“‘Kind sir,’ she said, ‘have you seen anything of a stray shoe? I have lost one of mine, and I’m in great trouble about it.’
“Smat looked at the girl, and she was so beautiful that he couldn’t help but blush. Seeing this, the girl began to blush. And so there they were, two young things a-blushing at one another, and wondering what was the matter.
“‘I have seen no stray shoe,’ said Smat; ‘but if you’ll come in and show me the one you have on, I think I’ll know its fellow when I see it.’
“The girl went into the house and sat on a chair, and showed Smat the shoe that she hadn’t lost. She had the smallest and the neatest foot he had ever seen.
“‘I hope you are no kin to Cinderella,’ said Smat, ‘for then you couldn’t get a shoe to fit your other foot until some kind fairy made it.’
“‘I never heard of Cinderella,’ the girl replied. ‘I only know that I have lost my shoe, and I’m afraid I’ll never get another just like it.’

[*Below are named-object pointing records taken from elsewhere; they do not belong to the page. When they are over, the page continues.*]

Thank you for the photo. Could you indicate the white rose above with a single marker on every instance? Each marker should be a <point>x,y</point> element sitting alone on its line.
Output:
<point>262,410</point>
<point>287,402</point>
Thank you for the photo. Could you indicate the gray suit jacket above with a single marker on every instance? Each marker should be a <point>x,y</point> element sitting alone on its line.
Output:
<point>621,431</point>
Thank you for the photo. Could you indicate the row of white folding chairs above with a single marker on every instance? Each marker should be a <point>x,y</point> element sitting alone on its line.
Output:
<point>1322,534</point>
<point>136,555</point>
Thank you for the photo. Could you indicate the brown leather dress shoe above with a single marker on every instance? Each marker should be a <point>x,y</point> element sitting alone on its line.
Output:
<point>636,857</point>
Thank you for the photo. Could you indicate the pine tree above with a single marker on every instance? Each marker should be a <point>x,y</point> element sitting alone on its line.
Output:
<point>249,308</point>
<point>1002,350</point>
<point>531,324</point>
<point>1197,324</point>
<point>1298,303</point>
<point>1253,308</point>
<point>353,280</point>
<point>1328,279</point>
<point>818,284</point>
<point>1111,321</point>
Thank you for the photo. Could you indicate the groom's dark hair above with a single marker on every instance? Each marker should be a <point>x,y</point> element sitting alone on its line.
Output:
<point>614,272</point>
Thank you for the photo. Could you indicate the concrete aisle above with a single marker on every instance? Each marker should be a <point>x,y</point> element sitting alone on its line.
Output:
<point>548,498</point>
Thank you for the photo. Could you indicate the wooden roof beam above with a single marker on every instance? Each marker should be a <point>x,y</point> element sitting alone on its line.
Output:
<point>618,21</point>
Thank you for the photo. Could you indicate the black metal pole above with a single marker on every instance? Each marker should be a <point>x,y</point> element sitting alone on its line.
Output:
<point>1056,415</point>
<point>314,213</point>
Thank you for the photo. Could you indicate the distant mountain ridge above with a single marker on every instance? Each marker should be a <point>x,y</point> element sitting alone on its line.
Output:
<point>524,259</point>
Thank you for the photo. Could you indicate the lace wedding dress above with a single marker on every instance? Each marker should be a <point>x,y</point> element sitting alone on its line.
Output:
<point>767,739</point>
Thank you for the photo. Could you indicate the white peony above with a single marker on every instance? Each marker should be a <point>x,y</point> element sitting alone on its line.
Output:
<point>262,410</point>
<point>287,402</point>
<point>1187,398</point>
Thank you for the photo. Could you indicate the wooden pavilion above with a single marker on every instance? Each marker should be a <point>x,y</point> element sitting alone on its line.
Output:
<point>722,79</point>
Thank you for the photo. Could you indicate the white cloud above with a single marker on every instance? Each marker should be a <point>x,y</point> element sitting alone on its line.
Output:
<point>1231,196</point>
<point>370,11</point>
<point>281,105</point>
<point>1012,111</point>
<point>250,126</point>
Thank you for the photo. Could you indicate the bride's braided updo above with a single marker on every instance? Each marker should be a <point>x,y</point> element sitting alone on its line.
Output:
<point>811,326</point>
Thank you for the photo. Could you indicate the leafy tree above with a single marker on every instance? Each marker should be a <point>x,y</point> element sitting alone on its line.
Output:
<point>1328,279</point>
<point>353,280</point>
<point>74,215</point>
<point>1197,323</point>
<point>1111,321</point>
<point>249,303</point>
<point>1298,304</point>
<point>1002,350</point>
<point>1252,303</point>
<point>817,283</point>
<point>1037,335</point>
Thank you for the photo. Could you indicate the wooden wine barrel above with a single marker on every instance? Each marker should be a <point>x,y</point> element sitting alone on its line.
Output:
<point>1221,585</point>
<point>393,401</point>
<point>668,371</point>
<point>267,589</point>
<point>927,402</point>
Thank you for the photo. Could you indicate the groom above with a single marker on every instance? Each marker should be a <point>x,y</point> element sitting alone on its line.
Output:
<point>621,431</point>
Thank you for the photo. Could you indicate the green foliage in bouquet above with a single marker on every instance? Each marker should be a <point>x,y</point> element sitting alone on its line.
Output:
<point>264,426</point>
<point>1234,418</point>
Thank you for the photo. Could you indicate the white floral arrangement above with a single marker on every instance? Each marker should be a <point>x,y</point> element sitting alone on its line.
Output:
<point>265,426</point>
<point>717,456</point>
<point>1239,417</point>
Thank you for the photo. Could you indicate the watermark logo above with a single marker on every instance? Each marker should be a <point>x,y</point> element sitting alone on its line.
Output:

“Smat scratched his head, and then he thought about the awl and the axe and the shoemaker’s wax, and the pegs and the leather that were found close together. So he said to the beautiful girl:—
“‘Just sit here a little while, and I’ll see if I can’t get you a shoe to fit your foot. But I must have the other shoe as a pattern to work by.’
“At first the girl didn’t want to trust him with the shoe, but she saw that he was in earnest, and so she pulled off the only shoe she had and placed it in Smat’s hands. He saw at once that the leather he had was a match for that in the shoe, and he set to work with a light heart,—with a light heart, but his hand was heavy. And yet, somehow or other, he found that he knew all about making shoes, although he had never learned how. The leather fitted itself to the last, and everything went smoothly. But the beautiful girl, instead of feeling happy that she would soon have a mate to her shoe, began to grow sad. She sat in a corner with her head between her hands and her hair hanging down to her feet, and sighed every time Smat bored a hole in the leather with his awl or drove in a peg. Finally, when he handed her the shoe entirely finished, she looked at it, sighed, and let it fall from her hands.
“‘Of course,’ said Smat, ‘I don’t feel bad over a little thing like that. But you don’t have to pay anything for the shoe, and you don’t have to wear it unless you want to.’